Pursuant to the agreement to acquire CannaPunch, the Company issued a related-party promissory note in the amount of $2,000,000 to the former members of CannaPunch that is secured by all the assets of CannaPunch. The note matures five years from the closing date with a 6% annual interest rate.

Pursuant to the DocHouse Agreement, the Company issued non-related party promissory notes in the amount of $1,934,964 to the former members of DocHouse. The note matures three years from the closing date with an 8% annual interest rate.

Pursuant to the CannTech PA Agreement, the Company issued non-related party promissory notes in the amount of $15,197,000, to the former members of CannTech PA that are secured by all the assets of CannTech PA. The fair value of the notes as of the CannTech PA acquisition date was $13,917,181. The note matures three and a half years from the closing date with a 9% annual interest rate. In addition, the Company agreed to assume non-related party loans of $8,000,000 that mature on July 1, 2023, with a 9% annual interest rate.

Pursuant to the Oasis Agreement, the Company issued non-related party promissory notes in the amount of $22,504,885, to the former members of Oasis that are secured by all the membership interests in Oasis. The notes mature four years from closing date with a 10% annual interest rate payable semi-annually.

Pursuant to the GSD Agreement, the Company issued non-related party promissory notes in the amount of $29,490,630, to the former members of GSD that are secured by all the assets of GSD. The note matures three years from the closing date with a 9% annual interest rate for the first year, and 12.5% thereafter. In addition, the Company agreed to assume a non-related party loan of $3,000,000 that matures on August 6, 2023, with a 9% annual interest rate.

Pursuant to the PA Natural Agreement, the Company issued non-related party promissory notes in the amount of $25,000,000, to the former members of PA Natural that is secured by all the assets of and a pledge of membership interests in PA Natural. The note matures three years from the closing date with an 8% annual interest.

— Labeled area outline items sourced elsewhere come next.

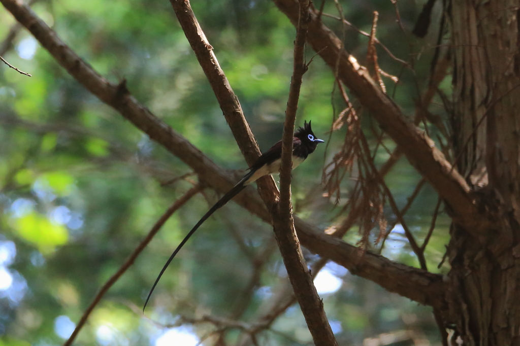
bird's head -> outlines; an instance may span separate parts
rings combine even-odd
[[[308,123],[305,121],[303,127],[298,128],[294,132],[294,137],[299,138],[302,141],[302,143],[304,143],[313,149],[316,149],[318,143],[325,141],[322,139],[319,139],[314,135],[313,129],[310,128],[310,121],[309,121]]]

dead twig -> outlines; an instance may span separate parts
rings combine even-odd
[[[164,214],[157,220],[155,224],[152,227],[150,232],[148,232],[148,235],[145,237],[142,241],[139,243],[137,247],[135,248],[135,250],[130,255],[128,259],[121,265],[121,268],[115,272],[114,275],[112,276],[108,281],[105,283],[105,285],[101,288],[99,291],[98,292],[96,297],[94,297],[94,300],[90,304],[87,308],[87,310],[85,311],[83,313],[83,315],[81,316],[81,318],[80,321],[77,323],[77,325],[74,329],[74,331],[71,335],[69,339],[65,341],[63,343],[63,346],[70,346],[72,344],[74,340],[75,339],[76,337],[77,336],[78,333],[81,330],[82,328],[85,325],[85,323],[87,322],[87,320],[88,318],[88,316],[90,315],[90,313],[94,310],[96,306],[101,301],[101,298],[105,296],[105,294],[110,289],[115,282],[119,280],[125,272],[130,268],[130,267],[134,264],[134,262],[135,261],[137,257],[141,254],[145,248],[148,245],[148,244],[152,241],[153,237],[159,230],[161,229],[163,225],[167,221],[168,219],[179,208],[184,205],[184,204],[187,202],[192,197],[196,195],[199,192],[200,192],[202,188],[200,185],[197,185],[188,190],[186,193],[183,195],[180,198],[176,201],[172,206],[166,210]]]
[[[2,61],[4,62],[4,63],[5,63],[6,65],[7,65],[7,66],[8,66],[9,67],[11,68],[13,70],[18,71],[19,73],[21,73],[21,74],[24,74],[26,76],[29,76],[29,77],[32,77],[32,75],[29,74],[27,72],[24,72],[23,71],[20,71],[20,70],[18,70],[16,67],[15,67],[14,66],[13,66],[11,64],[10,64],[8,62],[7,62],[7,61],[5,59],[4,59],[3,58],[2,58],[1,56],[0,56],[0,60],[2,60]]]

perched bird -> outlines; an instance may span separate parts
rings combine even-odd
[[[304,124],[303,127],[300,127],[296,132],[294,132],[294,137],[293,138],[293,155],[292,155],[292,168],[293,169],[298,167],[301,163],[307,158],[309,154],[311,154],[316,150],[316,147],[319,143],[323,143],[324,141],[318,139],[313,132],[312,129],[310,128],[310,121],[308,123],[307,121]],[[211,209],[206,212],[202,218],[197,223],[189,233],[184,237],[183,241],[180,242],[179,246],[177,247],[175,250],[172,254],[166,264],[163,267],[155,282],[152,286],[152,289],[150,290],[148,296],[146,298],[145,302],[145,306],[142,308],[142,311],[145,311],[147,304],[150,300],[150,297],[152,295],[152,292],[155,289],[157,283],[159,282],[161,277],[162,276],[164,271],[168,268],[174,257],[179,252],[181,248],[186,244],[188,239],[190,238],[195,231],[197,230],[201,224],[210,217],[212,214],[219,208],[222,207],[228,203],[231,198],[236,196],[239,192],[245,188],[245,187],[255,181],[261,177],[267,176],[269,174],[278,174],[280,172],[280,166],[281,163],[282,157],[282,141],[280,141],[271,148],[258,157],[256,162],[253,164],[253,166],[249,168],[249,172],[242,178],[242,180],[238,182],[232,189],[230,190],[227,193],[222,196],[222,198],[217,202],[215,205],[211,207]]]

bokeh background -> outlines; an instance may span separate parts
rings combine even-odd
[[[394,6],[389,0],[339,2],[345,18],[367,32],[373,11],[378,11],[377,37],[413,66],[403,67],[378,47],[381,68],[400,78],[396,84],[384,77],[388,94],[410,117],[427,85],[437,44],[439,8],[434,8],[424,38],[411,32],[425,2],[400,0]],[[261,148],[267,150],[281,136],[295,28],[267,0],[191,5]],[[230,170],[247,168],[168,1],[40,0],[32,8],[98,72],[114,83],[126,78],[139,102],[217,164]],[[339,16],[332,1],[326,4],[324,12]],[[333,18],[324,16],[323,21],[344,37],[345,47],[364,64],[368,38]],[[10,31],[15,34],[10,36]],[[100,287],[197,177],[90,95],[28,32],[17,28],[3,8],[0,43],[0,55],[32,75],[0,67],[0,345],[58,345],[70,335]],[[314,54],[309,48],[307,60]],[[440,87],[449,93],[450,84],[448,77]],[[439,99],[433,107],[446,118]],[[323,168],[346,130],[330,134],[329,129],[343,108],[332,72],[317,57],[304,76],[297,124],[312,120],[315,133],[328,144],[294,171],[293,202],[297,215],[323,229],[344,217],[341,207],[355,179],[344,179],[340,205],[323,195]],[[374,145],[370,129],[376,125],[359,110]],[[388,139],[383,142],[385,148],[377,151],[378,165],[389,157],[386,149],[395,148]],[[401,207],[420,179],[404,158],[386,177]],[[172,250],[218,197],[205,190],[171,217],[96,308],[76,344],[214,344],[211,323],[186,319],[229,316],[239,303],[244,307],[237,319],[254,321],[287,281],[287,274],[270,227],[232,203],[201,228],[163,276],[145,315],[140,312]],[[437,200],[426,185],[406,216],[419,239],[427,232]],[[389,208],[384,212],[389,221],[395,220]],[[448,227],[441,213],[426,248],[432,271],[447,270],[437,267]],[[380,244],[372,250],[418,267],[402,227],[398,224],[391,230],[384,247]],[[344,239],[356,244],[357,229]],[[265,254],[264,262],[248,295],[256,263],[253,259],[259,254]],[[310,263],[318,260],[308,252],[306,258]],[[440,344],[428,308],[332,263],[315,283],[340,344]],[[240,332],[230,328],[225,344],[235,344]],[[281,312],[257,337],[261,345],[312,344],[297,305]]]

Interest expense associated with related party debt payable for the years ended December 31, 2021 and 2020, was $1,767,194 and $2,031,297, respectively.

Convertible Debt

Pursuant to the Liberty Agreement, the Company agreed to assume non-related party convertible debt with a face value of $4,325,000 and accrued interest of $153,055 with a 12% annual interest rate. The Company has the right to convert the debt into Subordinate Shares if the share price meets a minimum trading price. The fair value of the embedded derivative related to this conversion feature was $3,154,389. On March 4, 2021, the Company called the notes to either be paid out or converted into Subordinate Shares over a thirty-day period. During the year ended December 31, 2021, the debt was fully settled as $50,000 was paid and 232,259 Subordinate Shares were issued. There was no gain or loss recorded, as the transaction took place shortly after the initial fair value measurement.